An analysis conducted through PlanScore shows that the Pennsylvania congressional map proposed February 9 by Republican legislative leaders to meet the state Supreme Court’s order is still seriously skewed in favor of Republican candidates and voters.  The new map was scored for partisan symmetry using the three measures mentioned above. The proposed congressional map has an efficiency gap of 10.9 percent, a partisan bias of 11.5 percent, and a mean-median difference of 5.8 percent, all in the direction of the Republicans who control the legislature.  For each of these measures, scores of zero reflect a mapping scheme with no skew.  This compares to the present congressional map with an efficiency gap of 14.3 percent, a partisan bias of 15.9 percent, and a mean-median difference of 5.5 percent, all in a Republican direction.

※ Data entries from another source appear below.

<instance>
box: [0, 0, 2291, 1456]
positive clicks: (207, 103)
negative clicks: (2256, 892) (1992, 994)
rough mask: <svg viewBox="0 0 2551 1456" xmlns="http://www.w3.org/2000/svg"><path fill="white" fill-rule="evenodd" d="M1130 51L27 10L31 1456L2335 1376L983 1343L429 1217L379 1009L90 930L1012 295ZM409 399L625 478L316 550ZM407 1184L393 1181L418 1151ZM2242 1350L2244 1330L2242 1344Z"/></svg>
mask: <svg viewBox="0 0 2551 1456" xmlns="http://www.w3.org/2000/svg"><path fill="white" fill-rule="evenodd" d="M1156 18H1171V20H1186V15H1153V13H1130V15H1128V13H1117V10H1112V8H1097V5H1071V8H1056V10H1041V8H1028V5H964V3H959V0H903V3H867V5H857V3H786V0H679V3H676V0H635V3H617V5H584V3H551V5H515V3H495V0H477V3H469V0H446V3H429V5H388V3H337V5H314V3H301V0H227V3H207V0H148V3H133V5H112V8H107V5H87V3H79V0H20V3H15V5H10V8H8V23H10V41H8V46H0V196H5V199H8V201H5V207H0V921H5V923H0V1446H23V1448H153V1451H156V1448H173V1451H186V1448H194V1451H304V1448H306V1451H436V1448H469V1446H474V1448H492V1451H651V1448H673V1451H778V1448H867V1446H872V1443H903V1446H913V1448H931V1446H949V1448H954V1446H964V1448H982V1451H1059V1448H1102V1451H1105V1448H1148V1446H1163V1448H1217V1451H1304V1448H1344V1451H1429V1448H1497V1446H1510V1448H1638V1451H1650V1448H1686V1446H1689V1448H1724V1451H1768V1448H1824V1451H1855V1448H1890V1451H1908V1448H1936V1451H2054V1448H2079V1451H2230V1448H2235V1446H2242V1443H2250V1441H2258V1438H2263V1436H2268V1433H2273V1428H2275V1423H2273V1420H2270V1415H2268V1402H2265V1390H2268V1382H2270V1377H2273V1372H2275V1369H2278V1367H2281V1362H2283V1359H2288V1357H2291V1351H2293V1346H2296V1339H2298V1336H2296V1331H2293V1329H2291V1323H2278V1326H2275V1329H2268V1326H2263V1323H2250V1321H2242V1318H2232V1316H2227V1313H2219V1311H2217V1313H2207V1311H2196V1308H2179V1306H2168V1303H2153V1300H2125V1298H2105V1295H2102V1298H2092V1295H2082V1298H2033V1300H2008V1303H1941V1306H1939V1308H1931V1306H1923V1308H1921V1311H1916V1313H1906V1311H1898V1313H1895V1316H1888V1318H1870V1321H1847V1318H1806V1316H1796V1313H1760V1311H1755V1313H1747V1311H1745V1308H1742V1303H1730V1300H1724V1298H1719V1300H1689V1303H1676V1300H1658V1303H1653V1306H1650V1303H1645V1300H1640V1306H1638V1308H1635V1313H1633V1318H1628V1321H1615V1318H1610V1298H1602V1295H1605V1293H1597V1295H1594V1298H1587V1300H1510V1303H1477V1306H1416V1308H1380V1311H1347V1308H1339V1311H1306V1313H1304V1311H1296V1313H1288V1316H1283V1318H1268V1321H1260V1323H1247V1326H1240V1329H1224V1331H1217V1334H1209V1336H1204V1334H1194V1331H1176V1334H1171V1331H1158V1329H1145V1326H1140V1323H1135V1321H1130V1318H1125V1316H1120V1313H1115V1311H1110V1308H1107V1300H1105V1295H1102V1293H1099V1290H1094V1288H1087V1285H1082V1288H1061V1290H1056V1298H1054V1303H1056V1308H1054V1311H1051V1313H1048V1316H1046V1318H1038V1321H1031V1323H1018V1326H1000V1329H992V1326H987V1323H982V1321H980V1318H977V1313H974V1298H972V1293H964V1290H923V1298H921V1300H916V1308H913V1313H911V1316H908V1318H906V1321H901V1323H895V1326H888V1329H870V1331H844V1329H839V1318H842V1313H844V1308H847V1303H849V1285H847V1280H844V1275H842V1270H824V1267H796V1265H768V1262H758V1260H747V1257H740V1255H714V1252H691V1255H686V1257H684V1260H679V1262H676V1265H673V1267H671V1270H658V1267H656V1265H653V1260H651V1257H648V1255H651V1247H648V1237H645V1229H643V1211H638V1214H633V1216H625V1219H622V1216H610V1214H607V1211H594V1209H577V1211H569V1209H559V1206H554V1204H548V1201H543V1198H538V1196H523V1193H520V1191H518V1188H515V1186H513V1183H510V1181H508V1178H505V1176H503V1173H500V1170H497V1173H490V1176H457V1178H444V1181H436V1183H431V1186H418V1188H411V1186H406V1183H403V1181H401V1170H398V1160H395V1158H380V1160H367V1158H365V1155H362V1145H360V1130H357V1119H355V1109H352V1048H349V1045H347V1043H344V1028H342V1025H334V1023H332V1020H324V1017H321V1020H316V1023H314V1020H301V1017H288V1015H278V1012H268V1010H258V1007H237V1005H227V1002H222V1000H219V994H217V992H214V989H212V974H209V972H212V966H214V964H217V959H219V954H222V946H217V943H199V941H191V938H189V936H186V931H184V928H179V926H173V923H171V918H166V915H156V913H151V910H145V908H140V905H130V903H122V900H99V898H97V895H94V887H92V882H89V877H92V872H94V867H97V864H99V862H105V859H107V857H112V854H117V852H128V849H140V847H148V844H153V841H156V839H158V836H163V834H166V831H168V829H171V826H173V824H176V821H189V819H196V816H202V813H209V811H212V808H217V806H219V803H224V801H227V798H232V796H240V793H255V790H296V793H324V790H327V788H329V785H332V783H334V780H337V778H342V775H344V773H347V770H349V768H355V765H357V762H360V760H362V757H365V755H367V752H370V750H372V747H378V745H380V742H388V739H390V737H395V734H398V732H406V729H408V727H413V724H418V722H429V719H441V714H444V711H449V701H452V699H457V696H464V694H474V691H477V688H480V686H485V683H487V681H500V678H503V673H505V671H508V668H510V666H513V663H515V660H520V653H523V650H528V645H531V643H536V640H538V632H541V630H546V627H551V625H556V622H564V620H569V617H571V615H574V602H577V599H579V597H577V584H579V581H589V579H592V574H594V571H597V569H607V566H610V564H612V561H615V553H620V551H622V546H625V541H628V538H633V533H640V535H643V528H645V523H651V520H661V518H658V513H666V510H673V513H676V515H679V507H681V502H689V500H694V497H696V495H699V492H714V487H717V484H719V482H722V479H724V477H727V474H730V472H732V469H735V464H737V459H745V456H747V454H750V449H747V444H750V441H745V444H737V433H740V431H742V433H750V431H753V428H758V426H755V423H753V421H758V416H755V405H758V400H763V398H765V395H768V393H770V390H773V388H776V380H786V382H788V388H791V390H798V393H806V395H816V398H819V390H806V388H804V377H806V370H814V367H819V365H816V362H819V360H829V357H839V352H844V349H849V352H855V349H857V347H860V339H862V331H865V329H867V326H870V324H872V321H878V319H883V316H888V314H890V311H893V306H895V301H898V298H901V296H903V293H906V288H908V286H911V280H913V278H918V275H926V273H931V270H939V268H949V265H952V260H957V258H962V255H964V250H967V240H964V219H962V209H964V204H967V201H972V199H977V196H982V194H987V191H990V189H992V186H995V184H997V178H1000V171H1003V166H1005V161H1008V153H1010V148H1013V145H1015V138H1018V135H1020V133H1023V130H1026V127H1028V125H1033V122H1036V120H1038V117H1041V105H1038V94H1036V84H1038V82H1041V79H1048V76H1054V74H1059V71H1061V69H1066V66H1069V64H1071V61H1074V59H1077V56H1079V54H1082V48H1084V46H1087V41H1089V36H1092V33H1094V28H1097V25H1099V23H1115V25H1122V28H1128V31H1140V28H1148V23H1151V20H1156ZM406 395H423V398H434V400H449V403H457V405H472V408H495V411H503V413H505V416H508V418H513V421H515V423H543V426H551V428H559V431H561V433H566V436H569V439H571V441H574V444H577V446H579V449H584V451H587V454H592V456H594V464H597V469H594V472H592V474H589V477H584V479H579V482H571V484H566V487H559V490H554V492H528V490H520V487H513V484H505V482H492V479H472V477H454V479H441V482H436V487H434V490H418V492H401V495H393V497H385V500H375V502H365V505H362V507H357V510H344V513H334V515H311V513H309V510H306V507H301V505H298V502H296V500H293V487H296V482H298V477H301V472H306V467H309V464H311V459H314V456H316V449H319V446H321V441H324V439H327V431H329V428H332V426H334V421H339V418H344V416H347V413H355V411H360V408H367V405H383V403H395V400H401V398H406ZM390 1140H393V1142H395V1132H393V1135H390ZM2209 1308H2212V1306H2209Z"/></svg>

“This new proposal by the legislative leadership in Pennsylvania reveals the same large and durable Republican advantage as the plan the state Supreme Court struck down,” said PlanScore board member and University of Chicago Law School Professor Nicholas Stephanopoulos. “PlanScore instantaneously discloses this information, which previously was only available to politicians and their hired experts. PlanScore will be an invaluable tool whenever district lines are being drawn, making their partisan implications clear for all to see.”

PlanScore is a non-partisan website and tool developed by redistricting and coding experts.  Its board members include: Dr. Eric McGhee, inventor of the efficiency gap; Dr. Simon Jackman, CEO of the US Studies Centre at the University of Sydney and formerly Professor of Political Science and Statistics at Stanford University, and an expert witness on the measures of partisan symmetry in the Gill v. Whitford Wisconsin gerrymandering case; Nicholas Stephanopoulos, Professor of Law at the University of Chicago Law School and co-counsel in Gill v. Whitford; Ruth Greenwood, Senior Legal Counsel at the Campaign Legal Center and co-counsel in Gill v. Whitford; and Michal Migurski, geospatial coding and data expert who recently served as chief technology officer of Code for America.